Senator Braun clarified, “So it’s not that we’ve dawdled, it’s the fact that we’ve got a country that is scaled much larger than say South Korea, and it’s gonna take a point to get the equipment in place to do it. Is that fair?” Dr. Collins agreed with Senator Braun’s assessment and stated that the solution in the U.S. relies on bringing new technologies on board on a large scale, which is the purpose of RAD-X. But it will take time. Dr. Collins explained that the U.S. has never required the sheer scale of testing needed for the COVID-19 pandemic, even testing for HIV or Hepatitis C pales in comparison to current needs. According to Dr. Collins, “We didn’t have, in the laboratory community, the kind of capacity to take on this number of tests, and all of a sudden –there it was.”

Both Dr. Collins and Dr. Disbrow agree that tests must become so accessible that the entire population can receive testing as America moves to reopen.

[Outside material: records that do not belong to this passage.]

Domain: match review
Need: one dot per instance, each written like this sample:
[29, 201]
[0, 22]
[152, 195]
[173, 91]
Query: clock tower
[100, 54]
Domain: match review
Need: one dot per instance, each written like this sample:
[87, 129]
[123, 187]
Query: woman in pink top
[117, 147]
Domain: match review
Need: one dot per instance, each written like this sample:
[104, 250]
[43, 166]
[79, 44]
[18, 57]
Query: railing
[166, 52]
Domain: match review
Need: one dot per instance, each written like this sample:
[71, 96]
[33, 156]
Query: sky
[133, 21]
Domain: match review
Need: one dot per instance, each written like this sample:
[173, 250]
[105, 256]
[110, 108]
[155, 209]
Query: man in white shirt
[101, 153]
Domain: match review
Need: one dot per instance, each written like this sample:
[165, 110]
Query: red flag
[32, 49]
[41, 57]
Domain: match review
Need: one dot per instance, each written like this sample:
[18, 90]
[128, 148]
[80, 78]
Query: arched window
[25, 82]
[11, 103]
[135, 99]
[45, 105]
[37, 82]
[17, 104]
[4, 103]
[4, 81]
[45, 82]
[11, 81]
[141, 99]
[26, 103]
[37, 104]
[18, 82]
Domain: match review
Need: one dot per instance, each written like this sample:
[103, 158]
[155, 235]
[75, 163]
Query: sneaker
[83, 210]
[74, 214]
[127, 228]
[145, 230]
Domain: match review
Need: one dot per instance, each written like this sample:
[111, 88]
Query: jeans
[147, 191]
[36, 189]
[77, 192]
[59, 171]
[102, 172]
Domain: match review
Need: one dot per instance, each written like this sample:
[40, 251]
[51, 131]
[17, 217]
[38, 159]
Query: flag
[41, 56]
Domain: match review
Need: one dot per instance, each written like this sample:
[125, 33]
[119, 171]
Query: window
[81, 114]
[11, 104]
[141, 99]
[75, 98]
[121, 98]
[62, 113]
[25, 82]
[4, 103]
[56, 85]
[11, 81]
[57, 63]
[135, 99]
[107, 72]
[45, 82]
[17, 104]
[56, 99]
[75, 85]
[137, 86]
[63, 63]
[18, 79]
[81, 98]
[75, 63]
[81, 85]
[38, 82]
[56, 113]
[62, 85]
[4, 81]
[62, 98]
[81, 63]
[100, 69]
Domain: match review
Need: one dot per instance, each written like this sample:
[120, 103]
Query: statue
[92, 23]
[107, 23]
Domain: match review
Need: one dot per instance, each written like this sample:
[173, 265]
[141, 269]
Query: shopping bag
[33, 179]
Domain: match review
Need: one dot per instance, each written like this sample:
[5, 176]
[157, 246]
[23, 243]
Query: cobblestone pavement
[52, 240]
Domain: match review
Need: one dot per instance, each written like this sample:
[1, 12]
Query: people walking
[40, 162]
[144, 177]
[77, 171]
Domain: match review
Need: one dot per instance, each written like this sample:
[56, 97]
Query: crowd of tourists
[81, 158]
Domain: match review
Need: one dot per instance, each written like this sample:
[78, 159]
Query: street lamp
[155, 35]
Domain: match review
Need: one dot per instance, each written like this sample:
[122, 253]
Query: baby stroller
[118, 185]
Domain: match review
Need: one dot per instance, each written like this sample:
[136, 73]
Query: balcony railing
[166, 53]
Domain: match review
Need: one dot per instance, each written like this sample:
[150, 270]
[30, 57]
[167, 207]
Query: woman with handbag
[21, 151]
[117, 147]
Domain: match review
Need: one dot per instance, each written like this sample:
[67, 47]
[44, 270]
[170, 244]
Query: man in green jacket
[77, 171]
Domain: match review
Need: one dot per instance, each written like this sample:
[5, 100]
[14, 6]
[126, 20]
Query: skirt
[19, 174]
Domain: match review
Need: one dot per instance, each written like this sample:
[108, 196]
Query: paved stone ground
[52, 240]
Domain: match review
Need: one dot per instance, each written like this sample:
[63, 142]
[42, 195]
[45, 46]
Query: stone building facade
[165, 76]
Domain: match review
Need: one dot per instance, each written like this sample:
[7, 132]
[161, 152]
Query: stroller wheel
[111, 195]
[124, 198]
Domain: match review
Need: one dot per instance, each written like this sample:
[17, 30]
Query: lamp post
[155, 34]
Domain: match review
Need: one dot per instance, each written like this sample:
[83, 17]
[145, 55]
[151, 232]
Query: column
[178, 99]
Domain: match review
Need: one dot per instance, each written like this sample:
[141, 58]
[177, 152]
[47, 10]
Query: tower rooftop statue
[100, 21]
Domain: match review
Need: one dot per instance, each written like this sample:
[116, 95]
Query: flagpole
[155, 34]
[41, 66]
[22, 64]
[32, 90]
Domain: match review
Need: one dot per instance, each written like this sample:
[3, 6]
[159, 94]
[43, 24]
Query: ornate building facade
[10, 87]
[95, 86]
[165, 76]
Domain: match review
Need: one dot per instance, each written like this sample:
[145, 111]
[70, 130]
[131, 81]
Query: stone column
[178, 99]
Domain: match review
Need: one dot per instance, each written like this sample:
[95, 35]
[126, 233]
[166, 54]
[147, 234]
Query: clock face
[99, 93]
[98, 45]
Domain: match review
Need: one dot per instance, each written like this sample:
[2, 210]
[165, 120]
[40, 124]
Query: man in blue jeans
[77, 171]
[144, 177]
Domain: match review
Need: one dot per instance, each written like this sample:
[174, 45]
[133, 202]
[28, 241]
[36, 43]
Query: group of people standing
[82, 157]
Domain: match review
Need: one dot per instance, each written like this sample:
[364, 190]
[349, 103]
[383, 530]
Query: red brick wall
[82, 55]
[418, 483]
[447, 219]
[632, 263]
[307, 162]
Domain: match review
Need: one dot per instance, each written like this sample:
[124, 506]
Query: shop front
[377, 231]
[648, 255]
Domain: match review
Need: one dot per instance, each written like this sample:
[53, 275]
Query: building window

Tests that don’t require hours or days to determine results, and are sensitive enough to flag asymptomatic individuals who don’t yet realize they’re infected, are essential. Requirements for the next generation tests include high reliability, user friendly design and ability to utilize various types of samples, including saliva. Ideally, they should integrate with mobile devices to process and transmit data seamlessly, and show results. Above all else, testing must be accessible to all Americans.